Figure 11. Use of Extenders to Maximize Security
Another feature to consider when choosing an extender is whether devices can still respond to a Parallel Poll Identify (IDY) message when you add that extender to your system. Because of propagation delays across the transmission cable in a normal extender system, devices on the remote side of the extender usually cannot respond to a parallel poll within the time designated by the IEEE 488 standard. You can overcome these problems by either using a Latched or Unlatched Parallel Poll Response (PPR) mode.
Many extender manufacturers include a Latched (or stored) PPR mode in their extenders. In this mode, the device immediately responds to the IDY message by outputting the contents of the PPR data register. This register contains the response of the previous poll. At the same time, a parallel poll message is sent to the remote bus. To obtain the most current response, the control program should execute two parallel polls back-to-back and use the second response. Another solution is to use the Unlatched PPR mode to extend the period of the parallel poll so that the current PPR response can flow through the extender to the Controller. Changing the period of the parallel poll may be more convenient because you do not have to change the application software.
National Instruments GPIB Extenders
The National Instruments GPIB-130 extender uses multiconductor cables that can extend the distance limit to 300 m and the loading limit to 28 devices. It can transfer data at 900 kB/s. The GPIB-130 has two operating modes: unbuffered and buffered. In unbuffered mode, the GPIB-130 maintains the IEEE 488 double-interlocked handshaking protocol. Each byte is held on the transmission cable until both the sender and the receiver confirm that it has been transmitted correctly. In buffered mode, the GPIB-130 uses FIFOs to buffer data between the remote and local units. The buffering, which is managed completely by the hardware, does not require you to modify your software.
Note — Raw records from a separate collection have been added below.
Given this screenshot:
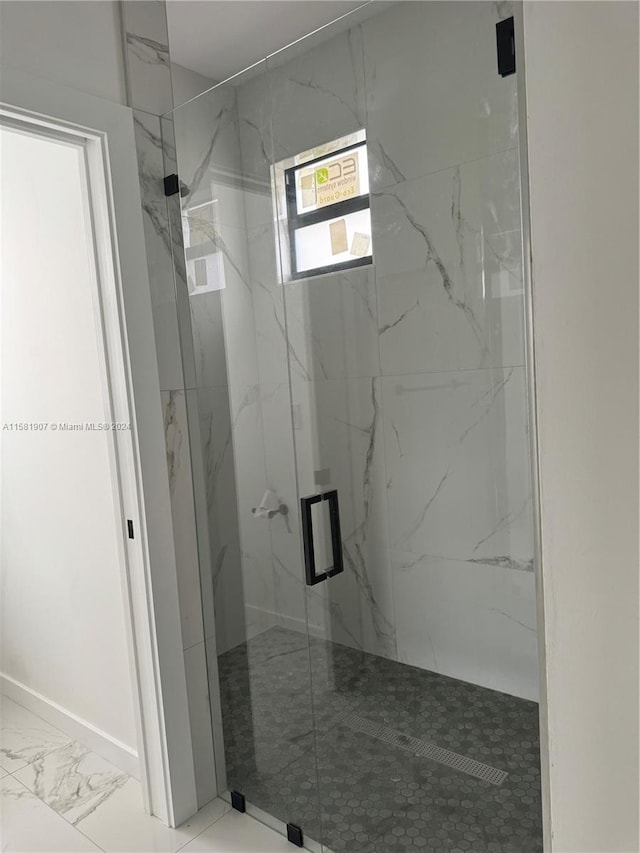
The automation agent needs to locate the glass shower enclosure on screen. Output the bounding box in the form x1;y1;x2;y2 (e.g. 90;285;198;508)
165;0;542;853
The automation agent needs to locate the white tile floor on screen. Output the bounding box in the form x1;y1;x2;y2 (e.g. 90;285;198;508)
0;697;296;853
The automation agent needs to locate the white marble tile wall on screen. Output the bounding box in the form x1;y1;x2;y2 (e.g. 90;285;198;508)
166;2;535;696
230;2;536;698
121;0;173;116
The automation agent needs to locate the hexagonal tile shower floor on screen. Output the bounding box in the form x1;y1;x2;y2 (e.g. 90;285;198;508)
219;627;542;853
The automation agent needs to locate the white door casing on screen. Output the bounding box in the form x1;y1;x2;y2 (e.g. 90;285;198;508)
0;69;197;826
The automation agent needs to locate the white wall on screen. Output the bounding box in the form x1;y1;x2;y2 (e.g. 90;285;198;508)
0;130;136;752
171;62;215;107
524;2;640;853
0;0;126;104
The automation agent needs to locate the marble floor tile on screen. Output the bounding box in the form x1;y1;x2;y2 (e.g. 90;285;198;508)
77;779;230;853
14;741;130;825
0;776;100;853
181;811;294;853
0;696;71;773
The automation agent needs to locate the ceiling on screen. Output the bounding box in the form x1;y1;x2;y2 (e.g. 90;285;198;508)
167;0;375;82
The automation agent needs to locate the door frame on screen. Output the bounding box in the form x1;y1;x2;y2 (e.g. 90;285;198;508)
513;5;552;851
0;68;197;826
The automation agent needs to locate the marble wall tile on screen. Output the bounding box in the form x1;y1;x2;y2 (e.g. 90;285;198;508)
372;151;524;375
392;550;538;700
382;367;533;571
361;2;517;189
293;378;395;656
282;267;380;380
121;0;173;116
166;2;535;695
161;391;204;649
267;27;367;162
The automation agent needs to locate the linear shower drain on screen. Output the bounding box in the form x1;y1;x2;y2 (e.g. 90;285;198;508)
335;711;509;785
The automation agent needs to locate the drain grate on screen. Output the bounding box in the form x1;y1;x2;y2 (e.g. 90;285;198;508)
335;711;509;785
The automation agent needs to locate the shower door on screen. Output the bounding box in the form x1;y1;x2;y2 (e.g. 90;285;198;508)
169;2;541;853
264;2;541;853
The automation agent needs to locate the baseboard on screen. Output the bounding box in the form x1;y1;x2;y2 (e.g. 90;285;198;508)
242;604;327;642
0;673;140;779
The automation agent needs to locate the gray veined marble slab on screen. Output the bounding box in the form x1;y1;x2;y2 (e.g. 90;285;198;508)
293;378;395;657
372;147;524;375
0;776;100;853
122;0;173;116
14;741;130;825
361;2;518;190
391;550;538;700
0;696;71;773
382;367;533;569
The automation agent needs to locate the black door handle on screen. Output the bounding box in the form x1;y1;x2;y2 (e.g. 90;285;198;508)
300;489;344;586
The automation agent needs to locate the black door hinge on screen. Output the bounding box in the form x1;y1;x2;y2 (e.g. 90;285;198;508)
287;823;304;847
231;791;247;812
496;17;516;77
164;175;180;196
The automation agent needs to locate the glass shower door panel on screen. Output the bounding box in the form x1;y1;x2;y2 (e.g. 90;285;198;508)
268;2;542;853
165;66;320;838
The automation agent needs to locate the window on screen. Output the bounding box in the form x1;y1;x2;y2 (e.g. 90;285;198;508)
279;131;373;279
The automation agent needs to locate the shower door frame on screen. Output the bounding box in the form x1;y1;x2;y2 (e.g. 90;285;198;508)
513;5;552;853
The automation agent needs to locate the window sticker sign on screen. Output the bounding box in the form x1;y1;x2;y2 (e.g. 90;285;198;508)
314;151;360;207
The National Instruments GPIB-140A is ideal for extending the bus to longer distances. With fiber-optic cable, the GPIB-140A can extend the distance to 2 km. It also incorporates an error checking and recovery scheme to guarantee error-free data transmission. Like the GPIB-130 above, it can operate in a buffered or an unbuffered mode.
GPIB expanders and extenders overcome some of the limitations of the IEEE 488 standard. When selecting an expander or an extender, you should choose one that is best suited to your GPIB system. In particular, your expander and extender should be as fast as necessary, easy to integrate, and transparent to your application software. The National Instruments GPIB expander and extender products meet these criteria and provide solutions to limitations of both cable length and the number of devices. The National Instruments GPIB expander and extender products augment the National Instruments GPIB product line of plug-in controllers, external controllers, driver software, and external converters by providing flexible, easy-to-use solutions to users whose needs exceed the intrinsic capabilities of the IEEE 488 standard.